Literature DB >> 20377463

EMINIM: an adaptive and memory-efficient algorithm for genotype imputation.

Hyun Min Kang1, Noah A Zaitlen, Eleazar Eskin.   

Abstract

Genome-wide association studies have proven to be a highly successful method for identification of genetic loci for complex phenotypes in both humans and model organisms. These large scale studies rely on the collection of hundreds of thousands of single nucleotide polymorphisms (SNPs) across the genome. Standard high-throughput genotyping technologies capture only a fraction of the total genetic variation.
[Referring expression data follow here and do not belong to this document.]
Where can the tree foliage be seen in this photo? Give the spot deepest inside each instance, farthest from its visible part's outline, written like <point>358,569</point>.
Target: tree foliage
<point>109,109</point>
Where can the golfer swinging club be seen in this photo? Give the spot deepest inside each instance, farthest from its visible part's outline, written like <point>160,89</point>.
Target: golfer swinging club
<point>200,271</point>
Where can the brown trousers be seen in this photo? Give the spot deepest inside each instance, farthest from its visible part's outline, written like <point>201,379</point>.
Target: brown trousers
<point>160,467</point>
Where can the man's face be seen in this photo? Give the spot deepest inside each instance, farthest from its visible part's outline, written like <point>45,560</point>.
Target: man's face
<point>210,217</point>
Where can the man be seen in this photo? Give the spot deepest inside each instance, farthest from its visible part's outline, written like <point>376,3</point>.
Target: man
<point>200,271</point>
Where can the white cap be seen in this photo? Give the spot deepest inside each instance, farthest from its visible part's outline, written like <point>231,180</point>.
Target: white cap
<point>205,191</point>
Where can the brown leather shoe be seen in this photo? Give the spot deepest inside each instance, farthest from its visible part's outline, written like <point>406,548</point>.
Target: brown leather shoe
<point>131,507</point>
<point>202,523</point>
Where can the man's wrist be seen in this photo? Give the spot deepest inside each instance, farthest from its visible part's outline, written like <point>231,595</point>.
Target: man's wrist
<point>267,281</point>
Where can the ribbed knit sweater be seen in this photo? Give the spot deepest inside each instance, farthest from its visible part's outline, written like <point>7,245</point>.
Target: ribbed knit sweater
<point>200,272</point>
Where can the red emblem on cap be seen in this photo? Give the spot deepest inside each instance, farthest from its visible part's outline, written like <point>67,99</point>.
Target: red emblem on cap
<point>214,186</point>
Recent efforts have shown that it is possible to "impute" with high accuracy the genotypes of SNPs that are not collected in the study provided that they are present in a reference data set which contains both SNPs collected in the study as well as other SNPs. We here introduce a novel HMM based technique to solve the imputation problem that addresses several shortcomings of existing methods. First, our method is adaptive which lets it estimate population genetic parameters from the data and be applied to model organisms that have very different evolutionary histories. Compared to previous methods, our method is up to ten times more accurate on model organisms such as mouse. Second, our algorithm scales in memory usage in the number of collected markers as opposed to the number of known SNPs. This issue is very relevant due to the size of the reference data sets currently being generated. We compare our method over mouse and human data sets to existing methods, and show that each has either comparable or better performance and much lower memory usage. The method is available for download at http://genetics.cs.ucla.edu/eminim.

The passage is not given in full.